For My thoughts are not your thoughts, neither are your ways My ways,” declares the LORD. “As the heavens are higher than the earth, so are my ways higher than your ways and my thoughts than your thoughts (Isaiah 55:8-9).
Winter turns to spring and the season of dark, blue cold brings forth sprouts of colorful life. In the same way, we as people go through different seasons in our lives. In the striving seasons, we forget to praise, but we always remember to question: “Why God?” This place is difficult and requires faith that is so often hard to find.
My battle with depression and anxiety has been one of those chilled and leafless seasons. For a long time, I simply did not understand why God was allowing me to go through this mental illness and not healing me like I knew He could. I wanted a logical explanation and an immediate solution. I received neither. Instead, God has been gently holding me when I pound on His chest; carrying me when my heaving lungs cannot get air; listening to my sobbing questions; staying beside me when I look away from Him in anger; and walking with me when fear overtakes my mind. He has been my strength. I have not enjoyed this journey, but through it God has taught me that He can use the places I’ve been to serve His purpose.

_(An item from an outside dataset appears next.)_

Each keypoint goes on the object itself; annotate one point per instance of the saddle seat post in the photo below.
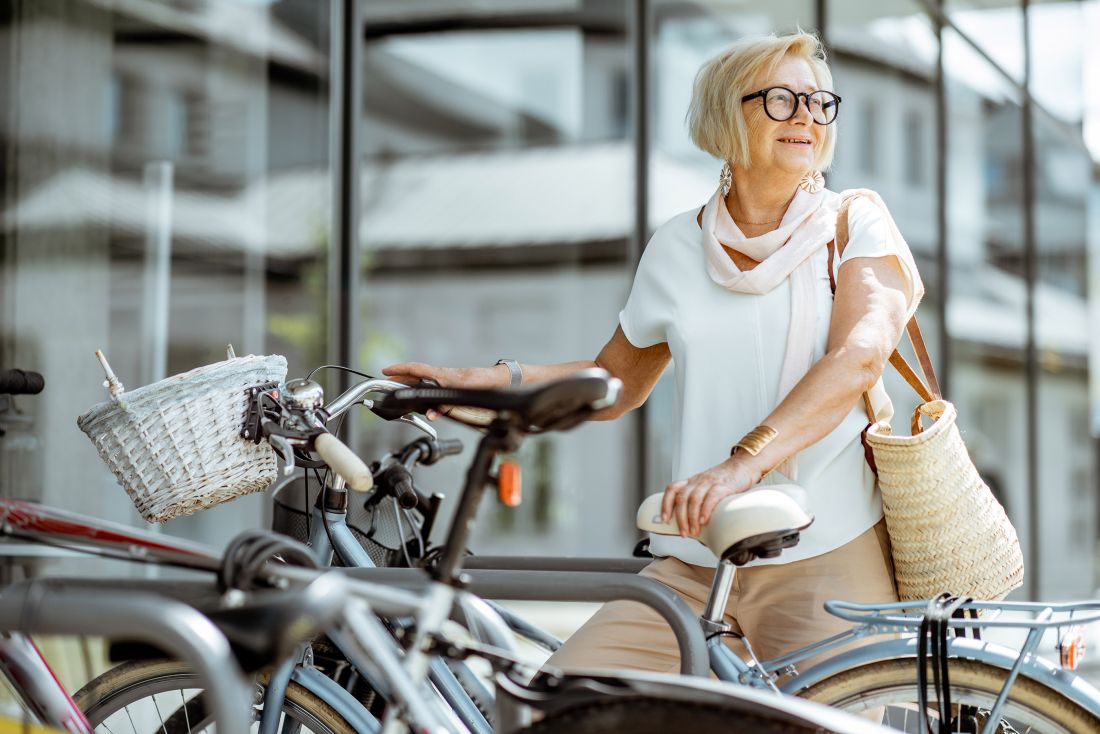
(715, 610)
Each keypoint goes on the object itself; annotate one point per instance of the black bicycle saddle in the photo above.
(550, 406)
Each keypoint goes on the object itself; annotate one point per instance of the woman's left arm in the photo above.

When I was in the darkest part of my depression and anxiety, I had a couple friends who came alongside me and walked with me in my times of despair. They understood my fear and sadness because they had experienced it themselves. Because of their knowledge of this area, they were able to show me valuable tools to control my fears, give me comforting advice that saved my sanity, and help me start on the road to healing. I am so grateful for them; however, they only knew how to help me because they had already walked through that cold season. Do you think that when my friends were in the midst of their winter struggle, they understood why they were going through it? They surely wanted to know, yet God did not give them a reason. Rather, He walked with them through the pain. Now, years later, because of their experience, they have been able to walk with me through that same season.
Our experiences give us knowledge that we can impart to others. God uses the places we’ve been to give us the ability to help, relate to other people and appreciate what they’re going through. Our knowledge of pain can bring others comfort; our battle with sadness can bring others victory. I have found some consolation in this and now, I too have been able to help family and friends as they battle anxiety and depression. Just as new life must push through the frigid, black soil and reach for the warmth of the sun, we must endure the darkness to see the light. And we will see the light! This season will not last forever.
But there are still days when the leaves fall and reveal barren branches and snow covers the ground. There are still days when I demand to understand why God allows certain events to happen in my life, I lose faith when my mind is drowning in fear, I question God and demand healing, and I struggle to be joyful in hope and trust the unseen. But that’s okay. God knows us and understands our human nature better than anyone else. He sees all the bad, all the ugly, and still loves us. God has been and will continue to be faithful, just as the sun is still faithful to shine, even in the cold of winter.
Where are some of the places you have been? You have a story, a journey that is unique and beautiful—share it with people and come alongside women who are growing in the same soil you are growing in. You are not alone. Let people grow with you. You do not have to have all the answers, you do not have to understand the journey or walk perfectly through the valley; you just have to trust the loving Father who is guiding you and walking alongside you through the thick and thin. He has given us a promise that we can cling to when the pain harrows our wrecking hearts: “And the Lord, He is the One who goes before you. He will be with you, He will not leave you nor forsake you; do not fear nor be dismayed”(Deuteronomy 31:8). Out of the blue ice season comes the strength and beauty of joyful, new life—the flower blooms out of dirt.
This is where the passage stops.